Below is the full list of witnesses that testified:

  • Tim Stratford, Managing Partner, Covington and Burlington LLP Beijing Office (and former Assistant U.S. Trade Representative for China Affairs, 2005-2010)
  • Thea Lee, President, Economic Policy Institute (EPI) and Commissioner, U.S.-China Economic and Security Review Commission
  • L. Rafael Reif, President, Massachusetts Institute of Technology (MIT)
  • Owen Herrnstadt, Chief of Staff, International Association of Machinists and Aerospace Workers (IAM)
  • Tim Dufault, Dufault Farms, Crookston, MN
  • Richard Guebert Jr., President, Illinois Farm Bureau

Stratford voiced concerns that Phase 1 does not do enough to address the systemic issues that have prevented a cohesive trade deal from being implemented in the past, including the vast differences between the economic structures of the two countries. Due to the ongoing trade war, China has not seen the U.S. as being as reliable of a trading partner as originally thought and is taking steps to become self-sufficient. As a result, Stratford noted, opportunities for U.S. companies in China are diminishing as Chinese companies seek domestic outlets instead.
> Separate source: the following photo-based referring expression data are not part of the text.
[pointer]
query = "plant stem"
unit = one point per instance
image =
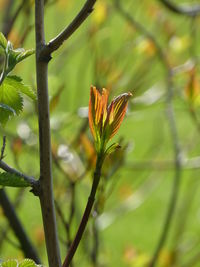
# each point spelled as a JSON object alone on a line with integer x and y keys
{"x": 85, "y": 218}
{"x": 46, "y": 184}
{"x": 25, "y": 244}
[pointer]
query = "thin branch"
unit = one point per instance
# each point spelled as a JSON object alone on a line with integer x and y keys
{"x": 46, "y": 179}
{"x": 25, "y": 243}
{"x": 55, "y": 43}
{"x": 29, "y": 179}
{"x": 87, "y": 212}
{"x": 189, "y": 10}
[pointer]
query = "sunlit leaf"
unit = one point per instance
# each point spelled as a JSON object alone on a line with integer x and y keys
{"x": 17, "y": 83}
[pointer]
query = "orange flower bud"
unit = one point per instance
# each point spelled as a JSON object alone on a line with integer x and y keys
{"x": 104, "y": 119}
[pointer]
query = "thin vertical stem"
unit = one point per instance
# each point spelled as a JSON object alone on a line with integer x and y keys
{"x": 87, "y": 212}
{"x": 46, "y": 185}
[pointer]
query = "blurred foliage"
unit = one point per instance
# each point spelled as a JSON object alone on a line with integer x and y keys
{"x": 108, "y": 51}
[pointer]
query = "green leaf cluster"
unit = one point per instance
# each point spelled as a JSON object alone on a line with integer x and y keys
{"x": 12, "y": 180}
{"x": 15, "y": 263}
{"x": 11, "y": 87}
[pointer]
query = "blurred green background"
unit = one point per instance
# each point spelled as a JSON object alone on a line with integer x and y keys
{"x": 111, "y": 51}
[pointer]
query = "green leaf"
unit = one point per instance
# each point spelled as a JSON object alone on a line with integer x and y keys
{"x": 10, "y": 97}
{"x": 15, "y": 263}
{"x": 27, "y": 263}
{"x": 12, "y": 180}
{"x": 6, "y": 107}
{"x": 9, "y": 263}
{"x": 17, "y": 83}
{"x": 3, "y": 41}
{"x": 25, "y": 54}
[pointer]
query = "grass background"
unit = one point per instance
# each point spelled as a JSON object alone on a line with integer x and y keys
{"x": 108, "y": 52}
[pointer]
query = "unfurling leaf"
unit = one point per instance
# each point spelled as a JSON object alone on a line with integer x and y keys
{"x": 11, "y": 101}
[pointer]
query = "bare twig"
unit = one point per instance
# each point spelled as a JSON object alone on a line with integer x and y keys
{"x": 173, "y": 130}
{"x": 189, "y": 10}
{"x": 46, "y": 180}
{"x": 55, "y": 43}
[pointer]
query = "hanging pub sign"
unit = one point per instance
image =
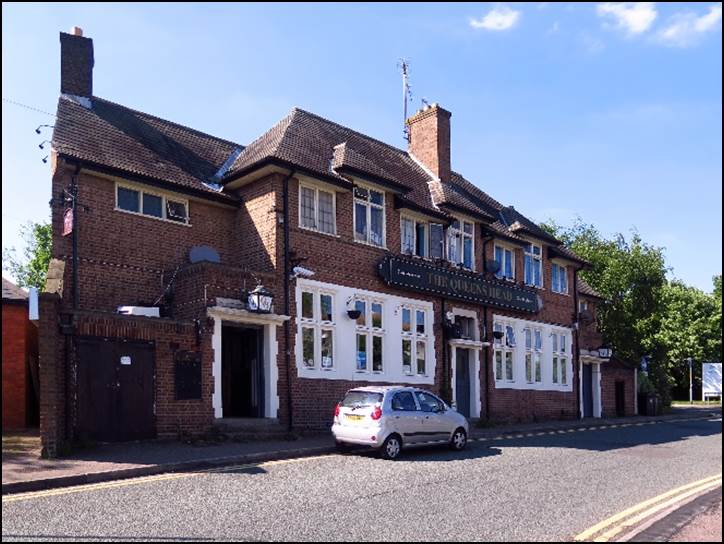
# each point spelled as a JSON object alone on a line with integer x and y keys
{"x": 466, "y": 286}
{"x": 67, "y": 221}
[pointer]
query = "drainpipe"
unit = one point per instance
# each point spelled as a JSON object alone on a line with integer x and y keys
{"x": 287, "y": 354}
{"x": 577, "y": 351}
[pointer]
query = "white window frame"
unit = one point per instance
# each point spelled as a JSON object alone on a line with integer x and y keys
{"x": 317, "y": 190}
{"x": 562, "y": 269}
{"x": 318, "y": 325}
{"x": 452, "y": 231}
{"x": 501, "y": 273}
{"x": 535, "y": 258}
{"x": 370, "y": 332}
{"x": 368, "y": 210}
{"x": 163, "y": 195}
{"x": 414, "y": 337}
{"x": 415, "y": 223}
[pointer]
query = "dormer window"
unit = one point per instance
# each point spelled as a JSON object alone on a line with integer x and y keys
{"x": 533, "y": 265}
{"x": 460, "y": 243}
{"x": 369, "y": 216}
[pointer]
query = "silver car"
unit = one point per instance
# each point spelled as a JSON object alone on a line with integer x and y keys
{"x": 390, "y": 418}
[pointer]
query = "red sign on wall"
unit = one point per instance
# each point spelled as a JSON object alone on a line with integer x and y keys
{"x": 68, "y": 221}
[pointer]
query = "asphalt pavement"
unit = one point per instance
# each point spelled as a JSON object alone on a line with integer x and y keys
{"x": 547, "y": 487}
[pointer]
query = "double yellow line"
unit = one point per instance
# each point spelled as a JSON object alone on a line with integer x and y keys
{"x": 631, "y": 517}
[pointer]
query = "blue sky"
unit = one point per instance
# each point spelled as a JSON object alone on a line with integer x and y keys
{"x": 611, "y": 112}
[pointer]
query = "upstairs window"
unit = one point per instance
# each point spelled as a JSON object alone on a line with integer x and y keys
{"x": 460, "y": 243}
{"x": 316, "y": 209}
{"x": 506, "y": 261}
{"x": 559, "y": 279}
{"x": 369, "y": 216}
{"x": 533, "y": 266}
{"x": 151, "y": 204}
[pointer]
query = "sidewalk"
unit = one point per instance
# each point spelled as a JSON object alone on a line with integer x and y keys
{"x": 23, "y": 470}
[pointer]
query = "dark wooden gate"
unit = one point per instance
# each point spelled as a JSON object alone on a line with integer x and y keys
{"x": 115, "y": 388}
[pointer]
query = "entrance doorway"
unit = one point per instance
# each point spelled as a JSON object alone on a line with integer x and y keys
{"x": 587, "y": 390}
{"x": 462, "y": 381}
{"x": 242, "y": 371}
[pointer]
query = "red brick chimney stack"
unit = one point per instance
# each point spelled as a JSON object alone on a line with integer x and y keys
{"x": 430, "y": 139}
{"x": 76, "y": 63}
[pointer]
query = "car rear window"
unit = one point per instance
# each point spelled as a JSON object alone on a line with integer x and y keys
{"x": 359, "y": 399}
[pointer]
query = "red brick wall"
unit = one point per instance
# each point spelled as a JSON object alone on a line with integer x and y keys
{"x": 15, "y": 347}
{"x": 611, "y": 372}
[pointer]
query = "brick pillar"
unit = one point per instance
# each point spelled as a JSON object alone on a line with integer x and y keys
{"x": 51, "y": 354}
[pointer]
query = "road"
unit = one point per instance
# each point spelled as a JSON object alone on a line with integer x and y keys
{"x": 548, "y": 487}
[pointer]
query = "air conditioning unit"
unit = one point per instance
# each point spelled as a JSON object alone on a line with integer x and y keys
{"x": 147, "y": 311}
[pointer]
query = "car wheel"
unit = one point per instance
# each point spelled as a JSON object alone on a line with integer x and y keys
{"x": 391, "y": 447}
{"x": 459, "y": 439}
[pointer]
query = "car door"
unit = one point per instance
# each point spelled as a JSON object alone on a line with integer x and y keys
{"x": 406, "y": 417}
{"x": 434, "y": 423}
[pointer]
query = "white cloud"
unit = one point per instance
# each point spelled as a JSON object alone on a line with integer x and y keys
{"x": 632, "y": 17}
{"x": 498, "y": 18}
{"x": 685, "y": 29}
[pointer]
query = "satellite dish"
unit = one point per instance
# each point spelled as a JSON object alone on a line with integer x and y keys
{"x": 199, "y": 254}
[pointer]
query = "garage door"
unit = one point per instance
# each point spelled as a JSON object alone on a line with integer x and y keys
{"x": 115, "y": 390}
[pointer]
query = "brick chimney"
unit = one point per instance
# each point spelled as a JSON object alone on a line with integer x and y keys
{"x": 76, "y": 63}
{"x": 429, "y": 132}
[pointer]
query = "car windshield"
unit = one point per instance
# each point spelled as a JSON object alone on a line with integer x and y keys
{"x": 361, "y": 399}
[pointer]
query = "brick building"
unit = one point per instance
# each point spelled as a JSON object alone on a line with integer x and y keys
{"x": 385, "y": 266}
{"x": 20, "y": 360}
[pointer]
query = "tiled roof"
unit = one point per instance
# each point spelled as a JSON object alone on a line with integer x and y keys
{"x": 308, "y": 141}
{"x": 116, "y": 137}
{"x": 12, "y": 292}
{"x": 584, "y": 289}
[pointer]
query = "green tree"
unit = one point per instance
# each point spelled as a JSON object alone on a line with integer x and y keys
{"x": 31, "y": 269}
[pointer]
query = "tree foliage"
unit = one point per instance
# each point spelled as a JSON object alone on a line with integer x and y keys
{"x": 31, "y": 269}
{"x": 644, "y": 314}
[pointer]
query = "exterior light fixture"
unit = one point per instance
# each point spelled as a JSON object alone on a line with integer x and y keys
{"x": 260, "y": 300}
{"x": 604, "y": 352}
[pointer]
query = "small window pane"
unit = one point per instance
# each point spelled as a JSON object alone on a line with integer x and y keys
{"x": 408, "y": 236}
{"x": 406, "y": 320}
{"x": 377, "y": 315}
{"x": 361, "y": 306}
{"x": 420, "y": 357}
{"x": 360, "y": 222}
{"x": 498, "y": 365}
{"x": 377, "y": 353}
{"x": 420, "y": 322}
{"x": 376, "y": 227}
{"x": 152, "y": 205}
{"x": 308, "y": 214}
{"x": 361, "y": 352}
{"x": 128, "y": 199}
{"x": 327, "y": 349}
{"x": 436, "y": 238}
{"x": 308, "y": 347}
{"x": 326, "y": 307}
{"x": 407, "y": 355}
{"x": 176, "y": 211}
{"x": 420, "y": 240}
{"x": 361, "y": 193}
{"x": 326, "y": 212}
{"x": 307, "y": 305}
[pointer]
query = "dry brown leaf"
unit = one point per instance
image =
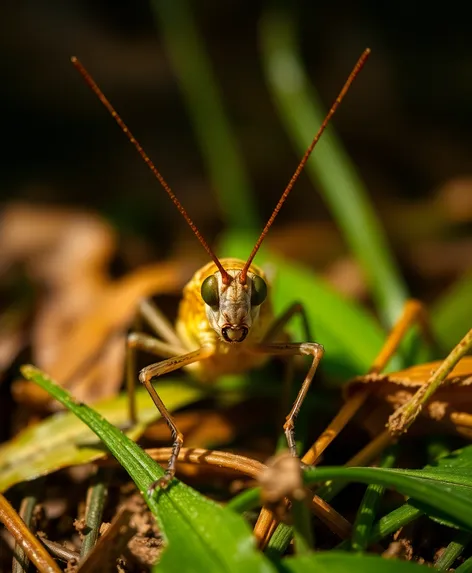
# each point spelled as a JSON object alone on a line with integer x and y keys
{"x": 451, "y": 405}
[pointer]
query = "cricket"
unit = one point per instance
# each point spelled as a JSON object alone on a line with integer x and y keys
{"x": 226, "y": 323}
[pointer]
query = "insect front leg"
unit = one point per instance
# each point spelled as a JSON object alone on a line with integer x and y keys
{"x": 271, "y": 335}
{"x": 158, "y": 369}
{"x": 170, "y": 345}
{"x": 293, "y": 349}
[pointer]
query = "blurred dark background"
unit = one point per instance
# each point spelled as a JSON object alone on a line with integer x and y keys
{"x": 406, "y": 123}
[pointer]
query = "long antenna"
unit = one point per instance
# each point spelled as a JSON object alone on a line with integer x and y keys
{"x": 124, "y": 128}
{"x": 357, "y": 68}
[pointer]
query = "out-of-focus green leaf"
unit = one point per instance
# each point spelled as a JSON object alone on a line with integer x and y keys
{"x": 330, "y": 168}
{"x": 338, "y": 562}
{"x": 200, "y": 535}
{"x": 63, "y": 440}
{"x": 230, "y": 181}
{"x": 350, "y": 335}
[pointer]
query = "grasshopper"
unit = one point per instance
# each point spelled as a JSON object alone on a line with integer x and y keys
{"x": 225, "y": 322}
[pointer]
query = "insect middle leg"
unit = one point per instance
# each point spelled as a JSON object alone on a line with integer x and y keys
{"x": 292, "y": 349}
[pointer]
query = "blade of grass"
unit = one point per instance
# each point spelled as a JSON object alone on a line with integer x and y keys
{"x": 466, "y": 567}
{"x": 340, "y": 562}
{"x": 369, "y": 505}
{"x": 96, "y": 498}
{"x": 302, "y": 533}
{"x": 452, "y": 551}
{"x": 61, "y": 440}
{"x": 449, "y": 492}
{"x": 393, "y": 521}
{"x": 185, "y": 46}
{"x": 215, "y": 538}
{"x": 329, "y": 168}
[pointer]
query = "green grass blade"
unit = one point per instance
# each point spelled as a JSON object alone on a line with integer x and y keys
{"x": 339, "y": 562}
{"x": 201, "y": 535}
{"x": 329, "y": 168}
{"x": 447, "y": 493}
{"x": 62, "y": 440}
{"x": 361, "y": 530}
{"x": 185, "y": 46}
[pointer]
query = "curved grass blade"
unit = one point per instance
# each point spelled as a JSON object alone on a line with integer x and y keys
{"x": 201, "y": 535}
{"x": 62, "y": 440}
{"x": 329, "y": 168}
{"x": 444, "y": 491}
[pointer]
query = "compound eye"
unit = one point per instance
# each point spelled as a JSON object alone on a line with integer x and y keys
{"x": 210, "y": 291}
{"x": 259, "y": 290}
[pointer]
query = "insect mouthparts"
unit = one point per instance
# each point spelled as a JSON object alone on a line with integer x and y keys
{"x": 234, "y": 333}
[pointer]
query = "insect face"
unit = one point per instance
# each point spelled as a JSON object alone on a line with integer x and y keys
{"x": 233, "y": 308}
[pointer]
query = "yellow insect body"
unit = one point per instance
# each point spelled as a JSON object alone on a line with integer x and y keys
{"x": 194, "y": 329}
{"x": 225, "y": 323}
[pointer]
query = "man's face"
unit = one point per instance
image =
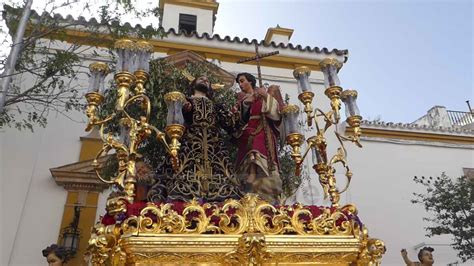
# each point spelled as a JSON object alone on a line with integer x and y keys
{"x": 244, "y": 84}
{"x": 426, "y": 257}
{"x": 53, "y": 260}
{"x": 202, "y": 84}
{"x": 203, "y": 80}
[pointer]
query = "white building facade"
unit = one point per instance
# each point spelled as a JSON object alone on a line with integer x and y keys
{"x": 43, "y": 177}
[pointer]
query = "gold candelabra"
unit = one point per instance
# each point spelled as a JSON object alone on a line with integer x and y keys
{"x": 130, "y": 79}
{"x": 322, "y": 164}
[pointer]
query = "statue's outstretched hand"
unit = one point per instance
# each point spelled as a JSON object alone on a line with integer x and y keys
{"x": 404, "y": 253}
{"x": 187, "y": 107}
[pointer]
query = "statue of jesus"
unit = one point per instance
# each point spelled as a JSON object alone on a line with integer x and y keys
{"x": 205, "y": 170}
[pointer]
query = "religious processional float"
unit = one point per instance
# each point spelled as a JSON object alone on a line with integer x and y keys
{"x": 235, "y": 231}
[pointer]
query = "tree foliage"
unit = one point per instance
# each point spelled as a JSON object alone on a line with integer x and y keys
{"x": 52, "y": 61}
{"x": 450, "y": 205}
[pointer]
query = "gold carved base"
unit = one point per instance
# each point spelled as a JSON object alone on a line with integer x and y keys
{"x": 239, "y": 250}
{"x": 239, "y": 232}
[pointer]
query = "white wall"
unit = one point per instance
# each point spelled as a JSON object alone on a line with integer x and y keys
{"x": 171, "y": 17}
{"x": 32, "y": 203}
{"x": 382, "y": 188}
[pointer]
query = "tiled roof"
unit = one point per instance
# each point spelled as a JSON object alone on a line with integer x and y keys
{"x": 415, "y": 127}
{"x": 225, "y": 39}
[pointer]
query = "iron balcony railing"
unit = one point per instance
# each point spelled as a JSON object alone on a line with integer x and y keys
{"x": 459, "y": 118}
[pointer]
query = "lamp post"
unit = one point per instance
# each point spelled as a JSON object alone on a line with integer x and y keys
{"x": 71, "y": 234}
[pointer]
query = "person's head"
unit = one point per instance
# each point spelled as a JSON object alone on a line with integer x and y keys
{"x": 425, "y": 255}
{"x": 55, "y": 255}
{"x": 201, "y": 84}
{"x": 246, "y": 81}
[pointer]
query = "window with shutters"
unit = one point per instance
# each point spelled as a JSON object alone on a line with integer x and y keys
{"x": 187, "y": 22}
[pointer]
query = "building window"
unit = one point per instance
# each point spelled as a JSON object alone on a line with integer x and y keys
{"x": 187, "y": 22}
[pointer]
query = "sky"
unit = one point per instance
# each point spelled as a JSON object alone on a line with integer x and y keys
{"x": 404, "y": 56}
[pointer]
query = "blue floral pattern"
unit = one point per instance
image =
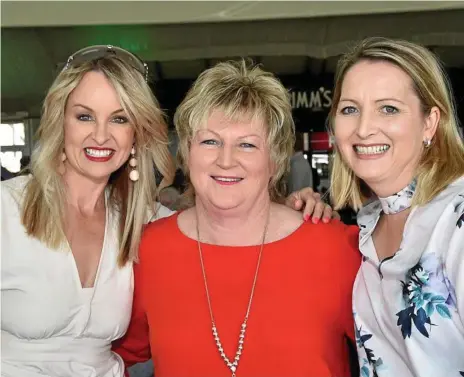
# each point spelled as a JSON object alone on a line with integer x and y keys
{"x": 460, "y": 208}
{"x": 426, "y": 292}
{"x": 408, "y": 304}
{"x": 370, "y": 361}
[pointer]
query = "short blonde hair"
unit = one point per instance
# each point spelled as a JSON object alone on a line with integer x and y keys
{"x": 44, "y": 201}
{"x": 440, "y": 164}
{"x": 240, "y": 88}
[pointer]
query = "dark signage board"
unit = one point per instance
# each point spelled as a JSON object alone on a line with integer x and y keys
{"x": 311, "y": 97}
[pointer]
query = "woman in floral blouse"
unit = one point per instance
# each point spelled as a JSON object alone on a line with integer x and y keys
{"x": 400, "y": 160}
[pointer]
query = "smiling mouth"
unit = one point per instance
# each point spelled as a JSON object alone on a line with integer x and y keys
{"x": 371, "y": 150}
{"x": 227, "y": 180}
{"x": 98, "y": 153}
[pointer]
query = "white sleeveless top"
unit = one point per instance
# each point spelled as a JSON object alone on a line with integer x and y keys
{"x": 50, "y": 325}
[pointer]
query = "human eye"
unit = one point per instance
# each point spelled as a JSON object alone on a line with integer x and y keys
{"x": 84, "y": 117}
{"x": 388, "y": 109}
{"x": 348, "y": 110}
{"x": 247, "y": 145}
{"x": 209, "y": 142}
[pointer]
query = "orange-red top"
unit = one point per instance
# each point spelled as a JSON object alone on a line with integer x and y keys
{"x": 300, "y": 315}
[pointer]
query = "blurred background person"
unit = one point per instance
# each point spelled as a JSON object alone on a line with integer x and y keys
{"x": 301, "y": 173}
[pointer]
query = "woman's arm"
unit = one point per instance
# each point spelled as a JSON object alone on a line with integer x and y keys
{"x": 134, "y": 346}
{"x": 454, "y": 259}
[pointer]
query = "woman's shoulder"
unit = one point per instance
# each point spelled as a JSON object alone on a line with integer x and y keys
{"x": 12, "y": 190}
{"x": 165, "y": 223}
{"x": 447, "y": 201}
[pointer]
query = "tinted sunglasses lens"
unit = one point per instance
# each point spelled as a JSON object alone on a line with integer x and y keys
{"x": 98, "y": 52}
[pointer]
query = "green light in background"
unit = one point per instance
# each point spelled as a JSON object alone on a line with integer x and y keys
{"x": 133, "y": 38}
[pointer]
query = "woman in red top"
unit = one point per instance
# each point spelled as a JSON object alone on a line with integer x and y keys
{"x": 238, "y": 284}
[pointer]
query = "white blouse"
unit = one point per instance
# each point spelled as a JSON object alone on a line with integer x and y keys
{"x": 50, "y": 325}
{"x": 409, "y": 308}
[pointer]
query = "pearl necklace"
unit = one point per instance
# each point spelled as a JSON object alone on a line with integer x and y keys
{"x": 232, "y": 365}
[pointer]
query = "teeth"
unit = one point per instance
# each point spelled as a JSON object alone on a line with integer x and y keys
{"x": 222, "y": 179}
{"x": 378, "y": 149}
{"x": 98, "y": 152}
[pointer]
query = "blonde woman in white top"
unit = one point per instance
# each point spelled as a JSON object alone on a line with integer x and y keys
{"x": 70, "y": 231}
{"x": 400, "y": 157}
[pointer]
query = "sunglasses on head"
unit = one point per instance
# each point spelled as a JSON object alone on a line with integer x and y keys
{"x": 100, "y": 51}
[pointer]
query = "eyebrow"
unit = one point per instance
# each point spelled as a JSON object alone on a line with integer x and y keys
{"x": 91, "y": 110}
{"x": 241, "y": 137}
{"x": 378, "y": 100}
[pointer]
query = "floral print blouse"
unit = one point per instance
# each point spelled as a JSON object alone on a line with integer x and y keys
{"x": 409, "y": 308}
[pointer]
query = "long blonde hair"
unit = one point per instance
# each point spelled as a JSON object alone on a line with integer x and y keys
{"x": 43, "y": 208}
{"x": 441, "y": 163}
{"x": 240, "y": 88}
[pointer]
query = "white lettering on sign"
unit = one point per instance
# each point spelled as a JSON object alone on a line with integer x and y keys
{"x": 315, "y": 100}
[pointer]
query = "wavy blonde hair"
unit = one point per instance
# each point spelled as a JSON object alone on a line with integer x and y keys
{"x": 43, "y": 209}
{"x": 239, "y": 88}
{"x": 441, "y": 163}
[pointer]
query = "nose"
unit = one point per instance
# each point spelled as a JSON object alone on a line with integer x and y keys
{"x": 366, "y": 125}
{"x": 226, "y": 157}
{"x": 101, "y": 132}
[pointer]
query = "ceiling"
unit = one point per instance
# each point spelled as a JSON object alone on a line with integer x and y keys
{"x": 180, "y": 39}
{"x": 73, "y": 13}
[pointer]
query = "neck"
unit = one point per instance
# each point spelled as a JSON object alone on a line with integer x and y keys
{"x": 384, "y": 189}
{"x": 222, "y": 227}
{"x": 83, "y": 194}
Herrnstadt echoed some of these concerns, noting that the aerospace and manufacturing industries in China are huge competitors of their American counterparts. U.S. companies have also been harmed by the forced transfer of technology to China; Herrnstadt noted that companies must typically either comply with transfer demands or be shut out of the market.

Although Lee saw the trade agreement as a welcome shift from the “inaction” of previous administrations, she also called it a “squandered opportunity” to address problems like industrial subsidies, overcapacity of Chinese markets, and worker’s rights. The agreement sets ambitious two-year targets but focuses too much on privacy and technology and not the protection of U.S. producers, Lee argued. Both Herrnstadt and Lee were in favor of aggressively pursuing a Phase 2 of the trade agreement to include stronger language about technology transfer and the protection of worker’s rights.

Reif emphasized the need for the U.S. to increase investment in research and technology. China has an increasingly strong artificial intelligence program and is making huge developments in research. In order to remain competitive, universities need to put more funding into attracting high-achieving U.S. students and attracting and retaining top researchers from around the world.

Dufault and Guebert, who are both farmers, spoke on the suffering of the farm economy. They reported that in the first year of the trade war, exports for wheat and soybeans were cut in half. Hundreds of family farms have gone bankrupt, and those still in business are facing uncertainty about the future of their businesses as they are forced to increase their borrowing. Although the trade agreement includes trade mitigation payments, Dufault noted that this cannot alleviate the long-term consequences that farmers are facing as competitors (like Canada) step in to fill the void. Guebert was more optimistic about Phase 1, stating that farmers will continue to be patient and look forward to the reduction of tariffs on agricultural commodities and increased opportunities to expand into the Chinese market.